En date du 22 avril 1997, le même ministre autorisa la société … à exercer à … en qualité de commerçante l’activité de « transport de marchandises par route avec trois véhicules de plus de 6 tonnes » sous la précision que l’autorisation n’est valable que si la gérance est assurée par Monsieur ….

A la suite du transfert de son siège social de … vers L-… , la société … s’adressa en janvier 2001 au ministre en le priant « d’adapter les autorisations d’établissement en question ».

Après avoir sollicité par courrier du 12 mars 2001 la remise de pièces complémentaires attestant l’existence d’un établissement stable à la nouvelle adresse, ainsi que l’indication du nombre d’employés de bureau que la société compte engager, le ministre, après réception des renseignements sollicités lui adressés par courrier du 17 avril 2001, émit en date du 19 juin 2001, une nouvelle autorisation d’établissement référencée sous le numéro 80982/D au profit de la société … pour l’autoriser à exercer à … en qualité de commerçante l’activité de « transport de marchandises par route avec deux véhicules de plus de 6 tonnes. – Expédition de marchandises », ladite autorisation comportant la mention suivante : « - Rempl. les numéros 80982/A et 80982/B des 01/10/1996 et 22/04/1997 ».

Par courrier du 10 juillet 2001, la société …, par l’intermédiaire de son conseil, s’adressa au ministre pour attirer son attention au fait qu’elle travaille non pas avec deux, mais avec trois camions dont deux camions à grue et un camion semi-remorque et sollicita l’émission d’une nouvelle autorisation aménagée en conséquence pour trois camions.

Après avoir procédé à une nouvelle instruction administrative, le ministre, par décision du 17 octobre 2002, refusa de faire droit à cette demande en se ralliant à la prise de position de la commission du 2 octobre 2002 ayant émis son avis dans le cadre de l’instruction administrative et ayant retenu que la condition de l’établissement stable de la société … telle qu’inscrite à l’article 5 de la loi du 3 octobre 1991 concernant l’établissement des transporteurs de voyageurs et transporteurs de marchandises par route n’était pas remplie dans son chef.

A l’encontre de cette décision la société … a fait introduire un recours gracieux par courrier de son mandataire datant du 20 novembre 2002. Celui-ci s’étant soldé par une décision confirmative du ministre du 5 décembre 2002, elle a fait introduire un recours contentieux tendant principalement à la réformation et subsidiairement à l’annulation des 2décisions ministérielles prévisées des 17 octobre et 5 décembre 2002 par requête déposée en date du 7 mars 2003.

A l’appui de son recours, la société demanderesse fait valoir qu’elle remplirait parfaitement la condition de l’établissement stable et conclut partant à l’octroi de l’autorisation d’établissement sollicitée suivant les éléments du dossier.

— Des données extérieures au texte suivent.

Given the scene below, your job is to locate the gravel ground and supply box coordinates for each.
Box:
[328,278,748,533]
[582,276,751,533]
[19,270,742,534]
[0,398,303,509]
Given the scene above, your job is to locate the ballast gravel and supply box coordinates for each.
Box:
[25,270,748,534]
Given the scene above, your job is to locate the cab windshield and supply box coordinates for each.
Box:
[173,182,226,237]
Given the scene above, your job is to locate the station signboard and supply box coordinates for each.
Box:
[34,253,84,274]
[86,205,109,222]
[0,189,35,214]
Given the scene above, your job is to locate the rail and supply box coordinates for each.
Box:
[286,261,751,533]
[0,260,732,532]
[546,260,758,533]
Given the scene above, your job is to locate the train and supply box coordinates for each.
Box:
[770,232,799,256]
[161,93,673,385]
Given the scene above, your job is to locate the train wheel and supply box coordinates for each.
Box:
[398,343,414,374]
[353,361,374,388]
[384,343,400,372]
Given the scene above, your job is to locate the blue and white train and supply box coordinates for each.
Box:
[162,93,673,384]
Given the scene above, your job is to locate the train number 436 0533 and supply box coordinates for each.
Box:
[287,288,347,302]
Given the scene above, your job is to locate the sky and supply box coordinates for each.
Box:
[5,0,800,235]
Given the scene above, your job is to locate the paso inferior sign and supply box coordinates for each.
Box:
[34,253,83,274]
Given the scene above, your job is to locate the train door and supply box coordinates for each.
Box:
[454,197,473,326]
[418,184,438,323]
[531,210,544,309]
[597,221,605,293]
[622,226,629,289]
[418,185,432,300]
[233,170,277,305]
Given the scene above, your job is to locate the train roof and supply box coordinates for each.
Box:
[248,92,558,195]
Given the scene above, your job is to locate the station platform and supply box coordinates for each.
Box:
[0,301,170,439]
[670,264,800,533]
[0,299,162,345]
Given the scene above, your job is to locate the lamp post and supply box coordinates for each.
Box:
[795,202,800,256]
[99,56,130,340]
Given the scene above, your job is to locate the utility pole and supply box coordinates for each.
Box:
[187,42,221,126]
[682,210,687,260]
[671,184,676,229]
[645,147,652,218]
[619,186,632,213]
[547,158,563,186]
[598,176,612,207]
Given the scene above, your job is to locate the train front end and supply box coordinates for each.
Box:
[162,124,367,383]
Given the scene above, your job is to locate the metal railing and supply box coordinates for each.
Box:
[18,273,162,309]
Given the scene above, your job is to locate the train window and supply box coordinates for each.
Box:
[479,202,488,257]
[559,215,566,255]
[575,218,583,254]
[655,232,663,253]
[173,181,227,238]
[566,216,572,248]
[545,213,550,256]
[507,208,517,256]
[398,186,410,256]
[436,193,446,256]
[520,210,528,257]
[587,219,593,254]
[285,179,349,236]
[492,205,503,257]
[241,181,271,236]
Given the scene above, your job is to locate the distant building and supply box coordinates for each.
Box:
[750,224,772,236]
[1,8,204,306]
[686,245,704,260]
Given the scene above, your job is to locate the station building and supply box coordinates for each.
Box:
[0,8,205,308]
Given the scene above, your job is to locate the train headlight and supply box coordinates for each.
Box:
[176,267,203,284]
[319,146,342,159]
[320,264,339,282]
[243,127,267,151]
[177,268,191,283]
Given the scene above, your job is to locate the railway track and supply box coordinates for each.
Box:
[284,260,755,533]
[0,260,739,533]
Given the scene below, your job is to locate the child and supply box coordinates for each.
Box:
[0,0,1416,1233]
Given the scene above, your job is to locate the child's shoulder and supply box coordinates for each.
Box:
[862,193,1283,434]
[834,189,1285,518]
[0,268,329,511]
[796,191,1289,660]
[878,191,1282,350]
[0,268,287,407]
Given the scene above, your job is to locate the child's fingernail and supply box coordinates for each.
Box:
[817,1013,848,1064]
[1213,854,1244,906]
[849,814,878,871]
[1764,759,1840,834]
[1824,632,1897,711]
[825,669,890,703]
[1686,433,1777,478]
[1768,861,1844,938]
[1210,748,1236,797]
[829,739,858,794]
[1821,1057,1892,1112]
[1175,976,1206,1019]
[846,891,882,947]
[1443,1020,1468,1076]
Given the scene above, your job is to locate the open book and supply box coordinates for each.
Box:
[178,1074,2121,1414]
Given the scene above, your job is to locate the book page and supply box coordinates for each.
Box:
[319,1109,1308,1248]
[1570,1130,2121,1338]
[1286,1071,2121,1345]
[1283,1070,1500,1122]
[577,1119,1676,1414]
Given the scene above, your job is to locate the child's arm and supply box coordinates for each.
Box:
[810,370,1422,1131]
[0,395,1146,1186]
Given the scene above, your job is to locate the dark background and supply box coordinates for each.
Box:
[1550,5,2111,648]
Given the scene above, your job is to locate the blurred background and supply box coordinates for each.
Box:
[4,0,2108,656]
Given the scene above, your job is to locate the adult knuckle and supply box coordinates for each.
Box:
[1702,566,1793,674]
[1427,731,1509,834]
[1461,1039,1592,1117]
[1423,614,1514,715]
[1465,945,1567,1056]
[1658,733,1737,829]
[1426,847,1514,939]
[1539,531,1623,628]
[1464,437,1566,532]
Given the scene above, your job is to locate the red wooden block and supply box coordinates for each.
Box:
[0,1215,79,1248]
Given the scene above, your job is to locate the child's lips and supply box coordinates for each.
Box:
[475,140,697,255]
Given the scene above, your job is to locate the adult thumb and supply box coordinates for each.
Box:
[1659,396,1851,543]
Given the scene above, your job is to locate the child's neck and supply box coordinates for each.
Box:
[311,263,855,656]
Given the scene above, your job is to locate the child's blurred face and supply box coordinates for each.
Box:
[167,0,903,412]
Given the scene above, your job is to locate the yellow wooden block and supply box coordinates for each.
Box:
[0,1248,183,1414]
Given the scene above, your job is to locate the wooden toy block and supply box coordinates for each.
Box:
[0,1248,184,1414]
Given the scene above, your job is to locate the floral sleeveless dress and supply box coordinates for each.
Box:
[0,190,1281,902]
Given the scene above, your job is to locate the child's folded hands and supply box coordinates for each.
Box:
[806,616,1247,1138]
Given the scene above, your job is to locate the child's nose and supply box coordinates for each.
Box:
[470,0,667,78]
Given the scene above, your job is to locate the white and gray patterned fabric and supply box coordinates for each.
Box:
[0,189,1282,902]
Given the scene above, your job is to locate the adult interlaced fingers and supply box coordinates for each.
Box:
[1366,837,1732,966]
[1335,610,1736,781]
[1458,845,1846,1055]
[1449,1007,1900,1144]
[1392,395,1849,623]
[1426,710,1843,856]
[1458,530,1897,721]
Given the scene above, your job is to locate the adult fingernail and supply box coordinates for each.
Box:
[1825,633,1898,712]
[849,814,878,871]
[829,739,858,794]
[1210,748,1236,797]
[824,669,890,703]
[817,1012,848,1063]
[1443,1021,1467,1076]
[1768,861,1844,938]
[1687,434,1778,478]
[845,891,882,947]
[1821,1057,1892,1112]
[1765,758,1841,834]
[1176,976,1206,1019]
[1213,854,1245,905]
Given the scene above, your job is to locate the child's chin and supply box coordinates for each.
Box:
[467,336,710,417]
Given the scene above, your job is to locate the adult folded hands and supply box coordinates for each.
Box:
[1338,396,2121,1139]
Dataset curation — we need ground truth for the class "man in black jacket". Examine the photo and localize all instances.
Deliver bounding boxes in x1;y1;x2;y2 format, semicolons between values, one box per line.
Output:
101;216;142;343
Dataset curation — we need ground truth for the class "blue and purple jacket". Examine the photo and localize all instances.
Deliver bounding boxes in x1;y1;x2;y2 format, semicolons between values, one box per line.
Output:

Elle critique les décisions litigieuses pour motivation insuffisante et reproche au ministre de ne pas lui avoir communiqué l’avis litigieux de la commission consultative auquel il s’est référé en faisant valoir que cette carence l’aurait mise dans l’impossibilité de vérifier la régularité dudit avis ainsi que des décisions qui s’en sont suivies.

Le délégué du Gouvernement expose que la société … aurait introduit en date du 10 juillet 2001 une demande en autorisation visant à augmenter son parc de véhicules. Il signale que le dossier a été transmis à la commission prévue à l’article 5 de la loi du 3 octobre 1991 précitée et à l’article 2 de la loi modifiée du 28 décembre 1988 réglementant l’accès aux professions d’artisans, de commerçants, d’industriels, ainsi qu’à certaines professions libérales, désigné ci-après par « la loi d’établissement » voire par les dispositions de l’article 5 (1) de la loi du 30 juillet 2002 concernant l’établissement de transporteur de voyageurs et de transporteur de marchandises par route. Il expose et que dans le cadre de l’instruction suivie le défaut d’un établissement stable aurait été révélé, circonstance qui aurait justifié à la fois l’avis défavorable de la commission consultative, ainsi que la décision négative litigieuse du 17 octobre 2002. Il signale que suite au recours gracieux introduit par la société … le 20 novembre 2002, le dossier a fait l’objet d’un réexamen par la commission consultative laquelle a néanmoins répondu par un nouvel avis défavorable en date du 26 novembre 2002, position à laquelle le ministre s’est rallié par la décision également litigieuse du 5 décembre 2002.

Le représentant étatique conclut d’abord à l’irrecevabilité du recours pour avoir été introduit tardivement en faisant valoir que la décision ministérielle du 5 décembre 2002 n’a été attaquée par voie de requête qu’en date du 7 mars 2003, soit après l’expiration du délai de recours de trois mois. Il conclut en outre à l’incompétence du tribunal pour connaître du recours en réformation introduit en faisant valoir que l’article 1er, deuxième alinéa de la loi du 30 juillet 2002 précitée dispose que la loi d’établissement est d’application en dehors des dispositions de la loi spéciale sur les transporteurs, de sorte qu’en l’absence de recours au fond spécifiquement prévu, seul un recours en annulation aurait pu être introduit en la matière.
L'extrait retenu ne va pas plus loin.